Les dictionnaires nous disent que la gratitude est  un sentiment affectueux envers un bienfaiteur, ou quelqu'un dont on est l'obligé. D’après la racine latine du mot c'est la reconnaissance d'un service, d'un bienfait reçu.
Quand nous écrivons Etre dans la gratitude, ce n'est pas seulement être reconnaissant ou bien "avoir de la gratitude", mais accepter d’entrer dans un état de gratitude et veiller à le développer autant que l'on peut. Ce n'est donc pas seulement montrer de la gratitude pour une action qui éveille notre reconnaissance, mais tendre à être dans un état de gratitude.
Ceux qui admirent François d’Assise savent qu’il exprimait fréquemment son émerveillement et sa gratitude envers le Créateur. La fréquence et l’étendue de son émerveillement et de sa gratitude ne doivent pas nous surprendre car cet état de gratitude a des relations étroites avec l'acceptation de notre "pauvreté fondamentale" et notre entrée même modeste dans le mystère de la pauvreté de Dieu.
François nous invite à le suivre sur le chemin de la joie, de l’émerveillement et de la gratitude. Sept siècles après François d’Assise on prête à Einstein cette belle phrase : "L'homme qui a perdu la faculté de s'émerveiller et d'être frappé de respect est comme s'il était mort" Explorons un peu cette invitation à être de véritables vivants habités par l’émerveillement, la gratitude et la joie.

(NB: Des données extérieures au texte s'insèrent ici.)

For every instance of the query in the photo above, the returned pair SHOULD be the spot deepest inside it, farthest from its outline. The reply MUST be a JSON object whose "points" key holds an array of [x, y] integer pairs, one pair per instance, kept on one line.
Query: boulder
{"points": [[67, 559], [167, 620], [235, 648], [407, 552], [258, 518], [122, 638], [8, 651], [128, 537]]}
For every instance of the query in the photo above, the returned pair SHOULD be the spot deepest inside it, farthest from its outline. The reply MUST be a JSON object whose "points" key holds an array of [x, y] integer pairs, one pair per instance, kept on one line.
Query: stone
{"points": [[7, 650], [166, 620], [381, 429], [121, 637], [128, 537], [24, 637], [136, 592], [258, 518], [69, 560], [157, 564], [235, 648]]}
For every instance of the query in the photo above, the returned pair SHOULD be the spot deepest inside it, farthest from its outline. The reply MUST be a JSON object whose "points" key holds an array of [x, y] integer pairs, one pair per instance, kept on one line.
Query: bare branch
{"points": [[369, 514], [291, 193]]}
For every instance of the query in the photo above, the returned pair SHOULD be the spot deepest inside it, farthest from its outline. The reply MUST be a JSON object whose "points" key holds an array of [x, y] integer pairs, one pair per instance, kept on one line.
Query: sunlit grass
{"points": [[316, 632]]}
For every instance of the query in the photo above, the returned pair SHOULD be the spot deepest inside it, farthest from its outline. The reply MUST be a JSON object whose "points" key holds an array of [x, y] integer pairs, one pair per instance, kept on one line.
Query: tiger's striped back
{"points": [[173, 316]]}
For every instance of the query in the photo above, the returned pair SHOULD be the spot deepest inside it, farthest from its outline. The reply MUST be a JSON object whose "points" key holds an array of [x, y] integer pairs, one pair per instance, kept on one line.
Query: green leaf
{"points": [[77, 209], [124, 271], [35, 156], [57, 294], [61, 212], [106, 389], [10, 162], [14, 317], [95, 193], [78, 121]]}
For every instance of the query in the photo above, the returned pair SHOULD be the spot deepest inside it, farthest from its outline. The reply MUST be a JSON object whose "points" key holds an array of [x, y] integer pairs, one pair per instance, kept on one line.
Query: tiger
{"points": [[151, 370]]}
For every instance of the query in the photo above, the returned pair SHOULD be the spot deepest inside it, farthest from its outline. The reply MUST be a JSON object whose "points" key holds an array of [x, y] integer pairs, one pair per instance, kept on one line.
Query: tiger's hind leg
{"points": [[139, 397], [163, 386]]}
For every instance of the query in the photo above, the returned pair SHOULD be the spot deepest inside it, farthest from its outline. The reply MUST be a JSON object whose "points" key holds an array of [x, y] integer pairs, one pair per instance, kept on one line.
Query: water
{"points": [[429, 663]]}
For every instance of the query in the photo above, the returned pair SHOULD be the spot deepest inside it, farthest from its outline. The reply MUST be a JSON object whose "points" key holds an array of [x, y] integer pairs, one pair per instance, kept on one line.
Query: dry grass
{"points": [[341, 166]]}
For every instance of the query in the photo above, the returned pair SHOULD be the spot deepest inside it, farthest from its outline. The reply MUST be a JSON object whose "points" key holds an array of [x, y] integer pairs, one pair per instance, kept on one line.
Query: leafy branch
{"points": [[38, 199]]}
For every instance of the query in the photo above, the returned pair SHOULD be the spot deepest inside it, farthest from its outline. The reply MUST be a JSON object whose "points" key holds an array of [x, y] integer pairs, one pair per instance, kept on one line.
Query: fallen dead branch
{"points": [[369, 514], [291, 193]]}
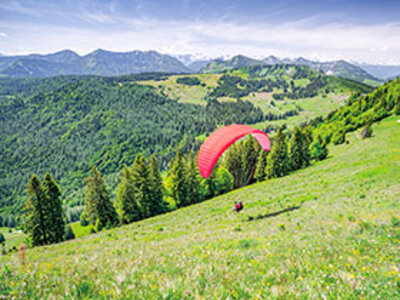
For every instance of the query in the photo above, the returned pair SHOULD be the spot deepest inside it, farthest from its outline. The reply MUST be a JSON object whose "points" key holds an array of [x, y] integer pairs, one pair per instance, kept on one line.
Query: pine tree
{"points": [[36, 213], [397, 108], [306, 139], [278, 163], [177, 178], [367, 131], [234, 164], [318, 149], [98, 206], [223, 181], [140, 176], [261, 165], [156, 189], [69, 234], [295, 150], [127, 207], [192, 180], [56, 223], [249, 160], [339, 137]]}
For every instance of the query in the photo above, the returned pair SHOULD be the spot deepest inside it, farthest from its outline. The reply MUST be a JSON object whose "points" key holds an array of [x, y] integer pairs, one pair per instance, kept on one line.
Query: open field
{"points": [[328, 231]]}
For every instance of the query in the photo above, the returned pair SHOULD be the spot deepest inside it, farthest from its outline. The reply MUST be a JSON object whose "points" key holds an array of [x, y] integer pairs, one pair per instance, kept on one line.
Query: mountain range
{"points": [[99, 62], [107, 63]]}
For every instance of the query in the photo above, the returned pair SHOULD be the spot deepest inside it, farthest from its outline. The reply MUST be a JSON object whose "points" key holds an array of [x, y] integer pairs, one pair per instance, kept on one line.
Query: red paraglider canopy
{"points": [[221, 139]]}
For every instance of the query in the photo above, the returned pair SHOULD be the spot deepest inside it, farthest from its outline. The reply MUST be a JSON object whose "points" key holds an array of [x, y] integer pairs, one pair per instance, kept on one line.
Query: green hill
{"points": [[339, 68], [69, 124], [328, 231]]}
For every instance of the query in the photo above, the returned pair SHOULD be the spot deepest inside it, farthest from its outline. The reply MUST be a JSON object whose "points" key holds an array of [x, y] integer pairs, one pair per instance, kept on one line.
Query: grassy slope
{"points": [[312, 107], [184, 93], [342, 242]]}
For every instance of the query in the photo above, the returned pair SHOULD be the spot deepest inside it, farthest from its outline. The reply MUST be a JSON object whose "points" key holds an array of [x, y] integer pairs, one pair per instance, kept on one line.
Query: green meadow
{"points": [[330, 231]]}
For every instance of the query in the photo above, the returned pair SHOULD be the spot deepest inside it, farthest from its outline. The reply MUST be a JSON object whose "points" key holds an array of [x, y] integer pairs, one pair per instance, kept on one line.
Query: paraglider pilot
{"points": [[238, 206]]}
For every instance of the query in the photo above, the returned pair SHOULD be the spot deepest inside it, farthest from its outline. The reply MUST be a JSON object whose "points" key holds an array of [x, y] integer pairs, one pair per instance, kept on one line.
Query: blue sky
{"points": [[366, 31]]}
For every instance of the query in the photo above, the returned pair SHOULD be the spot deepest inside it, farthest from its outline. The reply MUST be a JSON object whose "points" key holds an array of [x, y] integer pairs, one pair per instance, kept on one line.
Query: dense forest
{"points": [[71, 124]]}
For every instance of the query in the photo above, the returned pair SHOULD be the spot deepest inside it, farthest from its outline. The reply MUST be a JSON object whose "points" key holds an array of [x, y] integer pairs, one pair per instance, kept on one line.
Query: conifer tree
{"points": [[278, 164], [318, 149], [177, 179], [234, 164], [306, 138], [37, 213], [192, 180], [261, 165], [141, 183], [295, 150], [127, 207], [249, 160], [397, 108], [98, 206], [156, 189], [367, 131], [69, 234], [56, 223]]}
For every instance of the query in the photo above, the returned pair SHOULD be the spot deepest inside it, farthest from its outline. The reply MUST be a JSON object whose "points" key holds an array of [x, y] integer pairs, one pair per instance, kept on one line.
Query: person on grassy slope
{"points": [[238, 206]]}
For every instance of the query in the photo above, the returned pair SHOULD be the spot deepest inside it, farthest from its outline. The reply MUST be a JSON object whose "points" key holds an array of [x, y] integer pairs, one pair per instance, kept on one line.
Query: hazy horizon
{"points": [[355, 31]]}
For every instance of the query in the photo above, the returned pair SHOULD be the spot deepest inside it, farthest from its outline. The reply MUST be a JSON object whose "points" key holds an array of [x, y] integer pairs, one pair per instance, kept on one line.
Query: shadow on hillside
{"points": [[274, 214]]}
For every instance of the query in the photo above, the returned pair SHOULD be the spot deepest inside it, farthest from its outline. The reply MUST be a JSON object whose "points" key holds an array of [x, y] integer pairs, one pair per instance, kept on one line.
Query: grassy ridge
{"points": [[342, 240]]}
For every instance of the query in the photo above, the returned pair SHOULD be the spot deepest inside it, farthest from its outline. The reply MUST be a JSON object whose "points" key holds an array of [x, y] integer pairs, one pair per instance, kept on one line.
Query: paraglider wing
{"points": [[221, 139]]}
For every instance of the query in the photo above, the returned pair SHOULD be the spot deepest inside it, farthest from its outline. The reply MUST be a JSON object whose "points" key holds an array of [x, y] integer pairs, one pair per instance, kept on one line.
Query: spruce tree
{"points": [[156, 189], [69, 234], [261, 165], [192, 180], [278, 163], [98, 206], [56, 223], [140, 176], [127, 207], [318, 149], [306, 139], [234, 164], [249, 160], [295, 150], [37, 213], [367, 131], [177, 179]]}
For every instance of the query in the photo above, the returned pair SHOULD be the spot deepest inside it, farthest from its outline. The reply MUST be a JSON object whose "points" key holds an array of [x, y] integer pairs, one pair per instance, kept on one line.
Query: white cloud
{"points": [[369, 43]]}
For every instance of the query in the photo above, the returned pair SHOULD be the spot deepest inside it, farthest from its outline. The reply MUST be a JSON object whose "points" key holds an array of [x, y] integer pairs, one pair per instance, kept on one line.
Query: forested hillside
{"points": [[71, 124], [66, 125]]}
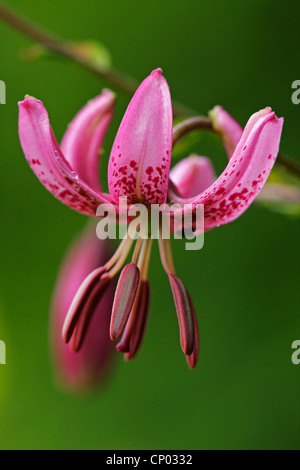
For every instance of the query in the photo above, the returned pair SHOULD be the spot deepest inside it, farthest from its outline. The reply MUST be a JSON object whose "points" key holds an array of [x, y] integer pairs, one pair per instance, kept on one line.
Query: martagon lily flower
{"points": [[138, 170]]}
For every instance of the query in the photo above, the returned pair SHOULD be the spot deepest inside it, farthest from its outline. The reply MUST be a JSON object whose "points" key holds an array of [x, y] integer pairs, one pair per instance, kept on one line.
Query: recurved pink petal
{"points": [[85, 369], [82, 142], [247, 171], [124, 298], [141, 154], [192, 175], [49, 164], [229, 129], [185, 314]]}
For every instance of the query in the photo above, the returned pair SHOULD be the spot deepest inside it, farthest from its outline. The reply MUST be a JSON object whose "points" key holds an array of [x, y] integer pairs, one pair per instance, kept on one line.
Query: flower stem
{"points": [[117, 78]]}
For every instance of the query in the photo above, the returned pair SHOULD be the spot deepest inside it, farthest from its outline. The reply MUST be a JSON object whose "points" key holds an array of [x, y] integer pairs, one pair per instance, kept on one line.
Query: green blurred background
{"points": [[244, 393]]}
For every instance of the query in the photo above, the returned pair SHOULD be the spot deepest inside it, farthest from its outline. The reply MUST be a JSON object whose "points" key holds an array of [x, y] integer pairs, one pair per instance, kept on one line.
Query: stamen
{"points": [[184, 313], [79, 302], [135, 327], [124, 298], [141, 320], [89, 293], [87, 313], [193, 358], [184, 307]]}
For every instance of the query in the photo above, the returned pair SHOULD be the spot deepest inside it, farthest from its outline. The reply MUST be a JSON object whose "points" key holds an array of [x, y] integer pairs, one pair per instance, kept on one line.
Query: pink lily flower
{"points": [[138, 170], [84, 370]]}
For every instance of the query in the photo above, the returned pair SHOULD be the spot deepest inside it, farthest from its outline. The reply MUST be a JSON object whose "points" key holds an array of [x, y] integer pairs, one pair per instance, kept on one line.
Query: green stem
{"points": [[117, 78]]}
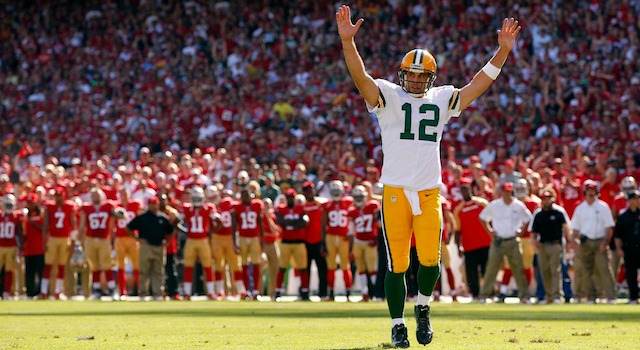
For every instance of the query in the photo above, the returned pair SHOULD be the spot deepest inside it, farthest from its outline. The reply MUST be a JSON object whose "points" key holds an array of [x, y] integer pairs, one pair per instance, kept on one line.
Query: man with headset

La gratitude dans les relations quotidiennes.

Dans les relations quotidiennes, regardons les conséquences de la présence ou de l'absence de gratitude. Regardons ce que la gratitude produit en ceux qui l’expriment, et également en ceux qui reçoivent des expressions de la gratitude d'autres personnes. Regardons aussi ce qui se passe pour les blessés par l'ingratitude d'autres personnes.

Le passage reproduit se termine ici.